Arschweh

Vor mir im Maxim Gorki sitzt ein riesiger Mann. Ich kann kaum an ihm vorbei-, geschweige denn über ihn hinweg gucken. Kein Athlet ist er und kein Schlaks, sondern einfach nur von dieser klobigen Sorte, die immer und überall sinnlos im Weg ist. Schämt der sich gar nicht?

Schließlich schäme ich mich ja schon, denn leider bin ich selbst relativ groß, wenngleich nicht so raumgreifend, und er zwingt mich dazu, immer wieder ruckartig den Kopf auszufahren, um irgendwie an ihm vorbeizuspechten. Dadurch aber potenziert sich für das Publikum hinter mir noch das Problem, denn ihre Sicht wird nun sowohl von mir als auch von dem Klobigen behindert – der eine hin- und herwackelnd, der andere ein Fels in der Brandung: Skylla und Charybdis. Ihre Ausweichbewegungen pflanzen sich bis ganz nach hinten fort, so dass es in meinem Rücken vermutlich aussieht, als wogte in einem fort La Ola durch die Menge. Ich bekomme große Lust, dem Theaterriesen mit dem Zeigefinger scharf an seine Ohrwaschel unterhalb des Bürstenschnitts zu schnipsen. Damit er auch mal was merkt, denn er merkt gar nichts, während ich mich abwechselnd ärgere und schäme.

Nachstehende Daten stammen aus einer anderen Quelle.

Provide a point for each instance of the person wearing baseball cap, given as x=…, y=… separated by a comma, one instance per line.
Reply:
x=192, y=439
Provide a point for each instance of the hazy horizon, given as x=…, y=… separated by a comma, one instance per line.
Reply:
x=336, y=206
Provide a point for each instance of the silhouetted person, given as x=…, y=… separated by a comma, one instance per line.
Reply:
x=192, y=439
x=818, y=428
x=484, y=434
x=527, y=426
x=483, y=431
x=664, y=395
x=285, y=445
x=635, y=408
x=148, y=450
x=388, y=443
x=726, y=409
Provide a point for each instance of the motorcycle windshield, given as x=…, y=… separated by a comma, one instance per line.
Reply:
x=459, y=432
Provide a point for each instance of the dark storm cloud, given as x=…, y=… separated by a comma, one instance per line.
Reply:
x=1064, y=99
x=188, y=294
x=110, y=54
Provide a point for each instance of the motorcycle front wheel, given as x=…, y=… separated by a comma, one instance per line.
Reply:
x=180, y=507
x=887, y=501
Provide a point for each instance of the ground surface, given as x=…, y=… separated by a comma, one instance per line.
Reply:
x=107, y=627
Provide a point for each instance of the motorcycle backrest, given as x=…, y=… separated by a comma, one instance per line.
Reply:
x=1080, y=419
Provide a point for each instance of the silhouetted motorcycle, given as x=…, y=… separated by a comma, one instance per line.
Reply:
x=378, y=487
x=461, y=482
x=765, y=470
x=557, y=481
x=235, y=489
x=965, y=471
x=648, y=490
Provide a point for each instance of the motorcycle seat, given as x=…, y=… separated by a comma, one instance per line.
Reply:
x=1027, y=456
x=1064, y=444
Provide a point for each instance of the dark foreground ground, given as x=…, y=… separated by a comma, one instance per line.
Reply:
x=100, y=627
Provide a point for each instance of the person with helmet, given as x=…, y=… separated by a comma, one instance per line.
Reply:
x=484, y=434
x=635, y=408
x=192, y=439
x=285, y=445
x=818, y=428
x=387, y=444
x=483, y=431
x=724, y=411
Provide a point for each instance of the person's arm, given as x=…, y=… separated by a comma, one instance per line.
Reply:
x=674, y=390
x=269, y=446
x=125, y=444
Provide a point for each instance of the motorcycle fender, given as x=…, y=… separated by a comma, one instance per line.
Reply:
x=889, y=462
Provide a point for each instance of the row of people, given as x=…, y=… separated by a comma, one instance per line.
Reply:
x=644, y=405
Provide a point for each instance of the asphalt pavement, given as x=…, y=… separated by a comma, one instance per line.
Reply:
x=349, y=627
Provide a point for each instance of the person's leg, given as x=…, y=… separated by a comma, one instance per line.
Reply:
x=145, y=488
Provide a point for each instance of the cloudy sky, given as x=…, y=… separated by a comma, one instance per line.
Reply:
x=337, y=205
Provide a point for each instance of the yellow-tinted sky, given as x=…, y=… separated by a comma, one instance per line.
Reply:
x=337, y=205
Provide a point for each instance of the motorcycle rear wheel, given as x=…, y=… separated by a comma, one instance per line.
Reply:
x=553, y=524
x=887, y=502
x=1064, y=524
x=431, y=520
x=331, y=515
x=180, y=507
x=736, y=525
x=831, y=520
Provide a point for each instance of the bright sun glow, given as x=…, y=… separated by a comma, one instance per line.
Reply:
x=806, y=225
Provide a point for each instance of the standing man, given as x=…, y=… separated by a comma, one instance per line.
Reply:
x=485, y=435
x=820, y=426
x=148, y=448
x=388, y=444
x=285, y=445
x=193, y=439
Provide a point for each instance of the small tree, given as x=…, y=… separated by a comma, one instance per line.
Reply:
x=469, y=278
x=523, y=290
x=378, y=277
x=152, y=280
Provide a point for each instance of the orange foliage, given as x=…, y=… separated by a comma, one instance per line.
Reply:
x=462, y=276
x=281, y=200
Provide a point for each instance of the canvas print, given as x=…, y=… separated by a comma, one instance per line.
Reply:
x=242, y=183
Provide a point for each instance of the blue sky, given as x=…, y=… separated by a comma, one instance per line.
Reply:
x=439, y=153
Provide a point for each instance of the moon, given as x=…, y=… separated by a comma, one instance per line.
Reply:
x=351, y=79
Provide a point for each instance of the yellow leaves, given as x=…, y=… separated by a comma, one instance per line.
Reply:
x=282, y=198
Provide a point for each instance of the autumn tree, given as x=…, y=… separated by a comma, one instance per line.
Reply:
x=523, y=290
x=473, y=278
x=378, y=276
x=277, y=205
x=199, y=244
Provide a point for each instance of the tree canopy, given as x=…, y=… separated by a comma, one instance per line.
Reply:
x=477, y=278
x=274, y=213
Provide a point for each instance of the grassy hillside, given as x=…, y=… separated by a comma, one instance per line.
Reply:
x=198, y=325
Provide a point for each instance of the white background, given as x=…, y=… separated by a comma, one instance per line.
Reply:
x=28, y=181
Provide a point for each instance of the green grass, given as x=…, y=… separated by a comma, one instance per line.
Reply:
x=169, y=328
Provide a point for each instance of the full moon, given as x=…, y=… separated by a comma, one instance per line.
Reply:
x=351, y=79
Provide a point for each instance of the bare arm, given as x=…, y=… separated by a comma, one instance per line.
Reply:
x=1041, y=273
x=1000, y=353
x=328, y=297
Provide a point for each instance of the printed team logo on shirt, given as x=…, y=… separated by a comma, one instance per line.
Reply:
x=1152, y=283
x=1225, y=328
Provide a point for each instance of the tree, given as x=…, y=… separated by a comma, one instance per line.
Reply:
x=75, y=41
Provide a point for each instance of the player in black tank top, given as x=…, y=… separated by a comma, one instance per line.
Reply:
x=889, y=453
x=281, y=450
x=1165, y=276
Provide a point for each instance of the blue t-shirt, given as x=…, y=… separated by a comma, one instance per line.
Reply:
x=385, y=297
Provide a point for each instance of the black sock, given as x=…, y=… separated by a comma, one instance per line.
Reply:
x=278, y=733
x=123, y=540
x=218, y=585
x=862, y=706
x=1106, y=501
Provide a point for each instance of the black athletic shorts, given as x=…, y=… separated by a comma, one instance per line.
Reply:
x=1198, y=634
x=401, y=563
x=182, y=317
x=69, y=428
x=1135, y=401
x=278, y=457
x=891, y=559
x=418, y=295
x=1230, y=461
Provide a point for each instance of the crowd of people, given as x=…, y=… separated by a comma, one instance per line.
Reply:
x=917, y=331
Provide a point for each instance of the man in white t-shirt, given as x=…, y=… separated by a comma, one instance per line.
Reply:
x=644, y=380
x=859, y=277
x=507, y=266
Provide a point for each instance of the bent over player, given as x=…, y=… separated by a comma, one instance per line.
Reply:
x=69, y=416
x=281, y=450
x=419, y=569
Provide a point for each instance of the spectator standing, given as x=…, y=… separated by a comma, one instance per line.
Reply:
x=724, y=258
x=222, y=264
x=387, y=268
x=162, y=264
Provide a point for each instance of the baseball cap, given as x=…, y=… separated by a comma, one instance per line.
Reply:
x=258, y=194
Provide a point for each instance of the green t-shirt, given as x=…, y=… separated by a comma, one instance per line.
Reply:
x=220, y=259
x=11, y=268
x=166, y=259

Das Leben wäre so leicht, gehörte man zu den Rücksichtslosen, die sich den öffentlichen Raum mit einer Selbstverständlichkeit aneignen, als stünden dem Rest allenfalls Brösel zu. Es ist ein nicht enden wollender Schwanzvergleich der Lärmenden. Hier beweist das Theater seine aufklärerische Kraft, indem es die gesellschaftspolitischen Mechanismen abbildet – wenn auch nicht auf der Bühne, so doch immerhin im Zuschauerraum.

Warum werden Theater eigentlich nicht so gebaut wie Kinos? Schön steil abfallend, so dass man zur Not auch über asoziale Turmfrisuren hinwegblicken kann. Nein, das Parkett bildet eine Ebene; fast möchte man meinen, es steigt zur Bühne hin sogar noch an. Die Architektur will den zahlenden Zuschauer verhöhnen, ihm zeigen, wie klein und unbedeutend er ist im Vergleich zur großen Welt des Theaters. Vor allem aber ist er nicht zum Spaß hier.

Beinfreiheit wie bei der Iberia und aufgeheizt wie eine Sauna: Der Theaterbesuch steht traditionell unter dem Vorzeichen des Leidens. Das ist nach wie vor die unverbrüchliche Vorstellung von Hochkultur in Deutschland. Bürgerlein, gehe durch ein Purgatorium aus Langeweile, Nackensteife, Arschweh und dem schrillen Beifallsgeheul adoleszenter Freikartenmäuse nach dem Vorhang – nur dann erweist du dich als würdig. Vergiss, dass dir die komplizierte Sprache Kants und Kramp-Karrenbauers als Geschenk in die Wiege gelegt wurde: Oft sprechen die Akteure so leise, dass man sich den Hals nach den englischen Obertiteln verrenkt. Natürlich gehört zur Schmerzerfahrung auch eine Spieldauer, nach deren Ende die Opfer von Dramaturgie und Altersschwäche nur noch tot aus dem breitgetretenen Quark gezogen werden können; dass Stoffe bis zur Unkenntlichkeit geschreddert und anschließend mit undefinierbarer Soße übergossen werden. Tief darunter hat der Regisseur dem Werk wie ein Vampir auch noch den letzten Tropfen Stringenz ausgesogen. Der Bildungsbürger gelangt per aspera ad astra, zur Belohnung in Form eines Weißweins an der Theaterbar, falls die nach Spielschluss im Morgengrauen noch auf hat.

Doch zum Glück ist das hier nicht die Volksbühne. „Die Nacht von Lissabon“ von Hakan Savaş Mican ist ein großartiges Stück. Es hat die richtige Länge und ist auch ohne Kenntnis der Remarque‘schen Vorlage gut zu verstehen. Nur die Hauptdarstellerin spricht manchmal zu leise, irgendwo da vorne hinter dem Quadratschädel des Klobigen verborgen. Dafür singt sie sehr laut und sehr schön.